Hi, using the campus network makes me feel paranoid that someone's sniffing all my traffic. There are several websites that I have to login to and my password is sent in the clear for them, so to secure these connections I'd like to use SSH tunneling. I already secure my SMTP using this method, however, in that case I connect to a specific port at a specific destination using this command:
Code:
ssh -N -p 22 -c 3des myuser@myremoteserver.com -L 10025/localhost/25
Could I just modify that to this to secure all my web connections:
Code:
sudo ssh -N -p 22 -c 3des myuser@myremoteserver.com -L 80/localhost/80
The thing is that I don't really have a strong grasp on what that command does.
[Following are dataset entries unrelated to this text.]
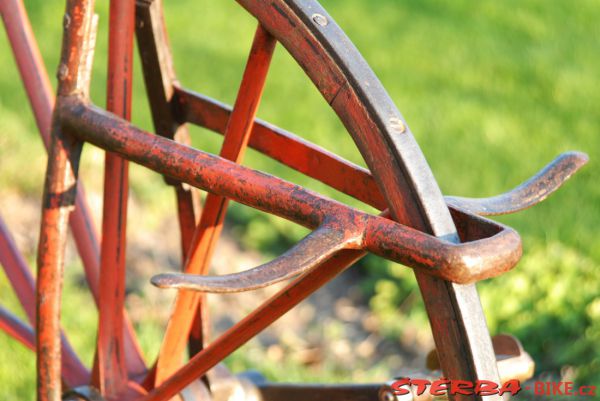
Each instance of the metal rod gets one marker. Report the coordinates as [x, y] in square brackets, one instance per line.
[237, 134]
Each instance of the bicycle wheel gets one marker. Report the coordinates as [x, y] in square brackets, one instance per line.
[399, 178]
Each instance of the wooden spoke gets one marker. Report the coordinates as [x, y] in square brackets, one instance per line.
[112, 369]
[209, 228]
[287, 148]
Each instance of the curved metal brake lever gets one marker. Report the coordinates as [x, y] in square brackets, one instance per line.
[313, 250]
[529, 193]
[490, 248]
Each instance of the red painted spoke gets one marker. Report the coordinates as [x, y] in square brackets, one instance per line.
[112, 368]
[207, 233]
[21, 279]
[287, 148]
[255, 322]
[17, 329]
[39, 92]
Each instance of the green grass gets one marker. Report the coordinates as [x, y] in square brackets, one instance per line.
[493, 91]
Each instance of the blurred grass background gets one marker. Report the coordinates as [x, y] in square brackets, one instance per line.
[493, 91]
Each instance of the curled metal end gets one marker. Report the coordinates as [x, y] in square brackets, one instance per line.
[309, 253]
[529, 193]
I believe the SMTP command that command tells it to login securely and to my remote server onto its ssh port, and then redirect traffic to localhost on port 10025 to the remote host's SMTP port.
Running the second command seems to work as expected, and web connections do work (except for some reason it requires me to type in my password, unlike the first, which is odd since I have 3des public/private keys on my local box and the remote machine, and because of that it doesn't ask for my password when I do SMTP tunneling).
Other than that, the second command for HTTP tunneling seems executes, but I don't know if it's actually working. If my interpretation of the SMTP command is correct, then it wouldn't make sense to forward traffic from my machine's request's to port 80 to the remote machine's port 80.
Essentially, am I doing it properly (probably not), and if not then how do I do it?
Edit: Or I might have to make a proxy with the -D option with ssh. I've tried doing this by following guides online by using this command:
Code:
/usr/bin/ssh -N -p 22 -c 3des -D 1080 myuser@myremoteserver &
And configuring my web browsers to use localhost:1080 as the proxy, but that didn't work, and I was unable to access any website.